Jason Greenblatt's statement was the first American comment on the advancing reconciliation efforts between the rival Palestinian Fatah and Hamas factions, and echoed Israeli demands.

"Any Palestinian government must unambiguously and explicitly commit to nonviolence, recognize the state of Israel, accept previous agreements and obligations between the parties - including to disarm terrorists - and commit to peaceful negotiations. If Hamas is to play any role in a Palestinian government, it must accept these basic requirements," Greenblatt announced.

Under Egyptian auspices, the Palestinian factions last week reached a preliminary agreement and have formed committees to sort out unresolved issues, most notably who will control Hamas' massive arsenal. The deal has yet to be implemented, as Palestinian President Mahmoud Abbas' Fatah is still in talks with Hamas over ending a 10-year split.

Greenblatt has been shuttling through the region in search of a formula to restart Israeli-Palestinian peace talks, which last broke down in 2014. Prime Minister Benjamin Netanyahu's office said there would be no talks with the Palestinians unless Hamas agrees to the same conditions laid out by Greenblatt.

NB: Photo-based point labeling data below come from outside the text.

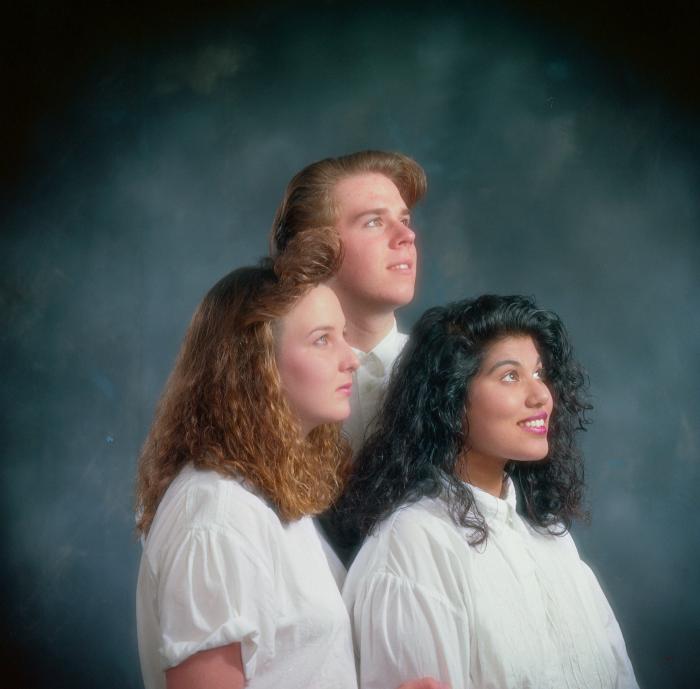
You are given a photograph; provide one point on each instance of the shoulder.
(418, 553)
(200, 501)
(415, 542)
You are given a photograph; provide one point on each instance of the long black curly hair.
(421, 431)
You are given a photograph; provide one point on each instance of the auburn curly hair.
(223, 407)
(308, 199)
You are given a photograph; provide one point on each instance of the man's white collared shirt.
(369, 384)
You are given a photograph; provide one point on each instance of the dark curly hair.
(421, 431)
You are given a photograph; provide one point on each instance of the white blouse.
(219, 567)
(521, 611)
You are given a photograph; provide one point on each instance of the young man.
(367, 198)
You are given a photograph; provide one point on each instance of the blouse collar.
(492, 507)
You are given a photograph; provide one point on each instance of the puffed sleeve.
(404, 630)
(625, 677)
(212, 591)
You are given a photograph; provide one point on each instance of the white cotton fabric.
(521, 612)
(219, 567)
(369, 383)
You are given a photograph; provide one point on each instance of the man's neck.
(366, 332)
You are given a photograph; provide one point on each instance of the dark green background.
(145, 153)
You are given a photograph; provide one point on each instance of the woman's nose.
(350, 361)
(539, 394)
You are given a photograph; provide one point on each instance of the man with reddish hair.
(367, 198)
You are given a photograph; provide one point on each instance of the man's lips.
(405, 265)
(345, 389)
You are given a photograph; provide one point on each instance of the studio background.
(145, 154)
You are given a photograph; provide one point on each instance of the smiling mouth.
(537, 425)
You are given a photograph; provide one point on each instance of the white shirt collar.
(496, 508)
(384, 352)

Hamas, which is considered a terrorist group by Israel, the United States and other Western nations, does not plan to officially be part of the next government. It has said it will not give up its weapons, and intends to wield influence behind the scenes.

Abbas seeks an independent state in the West Bank, east Jerusalem and Gaza. Israel captured the territories in 1967, though it withdrew from Gaza in 2005.

Hamas won parliamentary elections in 2006 and seized Gaza the following year following clashes with Fatah, leaving the Palestinians divided between two governments. Previous reconciliation attempts have failed, and there is no guarantee that the current round of talks will succeed.